Subject areas covered by this new qualification will include, for example: accountancy, agriculture, catering, finance, hair and beauty, healthcare and media.

How do they work?

The two-year course will involve around 1,800 hours focusing on three main elements – a technical qualification, a work placement and basic maths, English and digital skills. By comparison, a single A Level typically involves 360 hours of guided learning, plus additional non-guided study time.

Students will spend most of their time in the classroom, where they will learn about their chosen industry through a mixture of core theory and specialist skills.

The practical part of the course will be on-the-job experience through an industry placement of at least 315 hours – about 45 days. Employers will be able to offer placements as a block, day release or a combination of these.

Why choose T Levels?

A Levels remain the most popular choice for post-16 students but increasing numbers, looking for an alternative to academic study, are taking the vocational route.

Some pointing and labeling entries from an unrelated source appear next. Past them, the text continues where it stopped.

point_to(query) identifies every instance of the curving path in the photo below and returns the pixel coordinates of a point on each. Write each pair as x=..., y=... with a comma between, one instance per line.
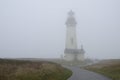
x=81, y=74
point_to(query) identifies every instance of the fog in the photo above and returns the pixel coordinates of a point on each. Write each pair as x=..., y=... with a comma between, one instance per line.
x=36, y=28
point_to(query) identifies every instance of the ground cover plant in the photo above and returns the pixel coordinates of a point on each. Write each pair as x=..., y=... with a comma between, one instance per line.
x=109, y=68
x=28, y=70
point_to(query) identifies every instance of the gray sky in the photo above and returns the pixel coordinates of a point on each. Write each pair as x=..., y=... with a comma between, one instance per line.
x=36, y=28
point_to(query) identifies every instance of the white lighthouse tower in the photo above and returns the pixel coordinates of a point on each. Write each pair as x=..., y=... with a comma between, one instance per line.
x=71, y=52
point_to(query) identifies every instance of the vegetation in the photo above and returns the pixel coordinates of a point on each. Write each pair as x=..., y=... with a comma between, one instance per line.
x=28, y=70
x=109, y=68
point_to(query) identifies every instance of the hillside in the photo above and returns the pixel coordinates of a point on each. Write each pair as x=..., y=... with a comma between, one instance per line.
x=28, y=70
x=110, y=68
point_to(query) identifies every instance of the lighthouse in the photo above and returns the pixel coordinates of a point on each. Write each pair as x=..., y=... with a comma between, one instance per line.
x=71, y=52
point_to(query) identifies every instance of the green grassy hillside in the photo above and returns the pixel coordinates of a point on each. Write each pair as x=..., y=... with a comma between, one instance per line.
x=110, y=68
x=27, y=70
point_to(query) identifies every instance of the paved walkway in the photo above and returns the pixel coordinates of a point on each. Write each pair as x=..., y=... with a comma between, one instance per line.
x=81, y=74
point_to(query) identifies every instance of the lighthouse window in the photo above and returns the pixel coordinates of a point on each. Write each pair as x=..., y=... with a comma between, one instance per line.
x=72, y=41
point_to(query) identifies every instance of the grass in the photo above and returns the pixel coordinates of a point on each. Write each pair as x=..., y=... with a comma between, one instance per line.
x=28, y=70
x=109, y=68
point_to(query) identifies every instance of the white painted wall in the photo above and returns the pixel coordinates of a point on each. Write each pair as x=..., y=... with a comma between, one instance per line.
x=71, y=34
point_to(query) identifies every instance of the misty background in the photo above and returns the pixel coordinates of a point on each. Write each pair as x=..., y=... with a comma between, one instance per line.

The problem with that, according to the DfE, is that there is a bewildering choice of 12,000 qualifications at all levels, offered by more than 150 awarding bodies.

Controversially, funding is being cut from about 40% of these courses as the government attempts to streamline vocational qualifications, making T Levels a major alternative to both A Levels and apprenticeships.

Students who successfully complete a T Level will have a qualification equivalent to three A Levels and will receive a nationally recognised certificate.

The DfE said the aim was to ensure all qualifications were high-quality, necessary, and supported students to progress into employment or further study.

How do T Level grades compare to A Levels?

At the end of the course, students will be awarded one of four overall grades, ranging from pass to distinction*. The highest grade is equivalent to three A*s at A Level and the lowest pass is equivalent to three Ds.

T Levels are intended to be prestigious qualifications that open doors to either skilled employment, higher apprenticeships or higher education. For students wanting to go on to university, T Levels are worth the same number of UCAS points as A Levels.

How are T Levels different from apprenticeships?

Apprenticeships suit those students who feel ready for the workplace at 16 years, want to earn while learning, and have already chosen a specific occupation. They spend about 80% of their time with an employer, learning ‘on the job’, and 20% in the classroom.

This is the reverse of the T Level, which will involve 80% classroom work and 20% work placement. Students will gain a much broader idea of what it’s like to work in a certain sector, with the opportunity to specialise later.

What and where can I study?

T Levels are being introduced from September across England at selected colleges, schools and other providers. You can search here for providers.

In the first year, three T Levels will be available in these subjects:

  • Design, surveying and planning for construction
  • Digital production, design and development
  • Education and childcare

Seven more will follow in 2021, with the rest (25 in total) over the following two years.

What are people saying about T Levels?

There isn’t universal support for the government’s proposed sweeping changes to vocational courses.

Although, no one is yet finding fault with the new T Level, there are concerns about the loss of so many of the existing vocational courses.

Introducing tougher, more prestigious technical qualifications may be a good thing, but many believe this will be at the expense of courses designed to support the most disadvantaged.

Undersubscribed courses are likely to be axed, but there are others, aimed at students who struggle to learn or those with learning and physical disabilities, that are also under threat.

Tom Bewick, the head of the Federation of Awarding Bodies, told BBC Radio 4’s Today programme: “We have got young people, who are leaving school who are turned off by classroom learning. They need opportunities for learning by doing, to get practical vocational qualifications.”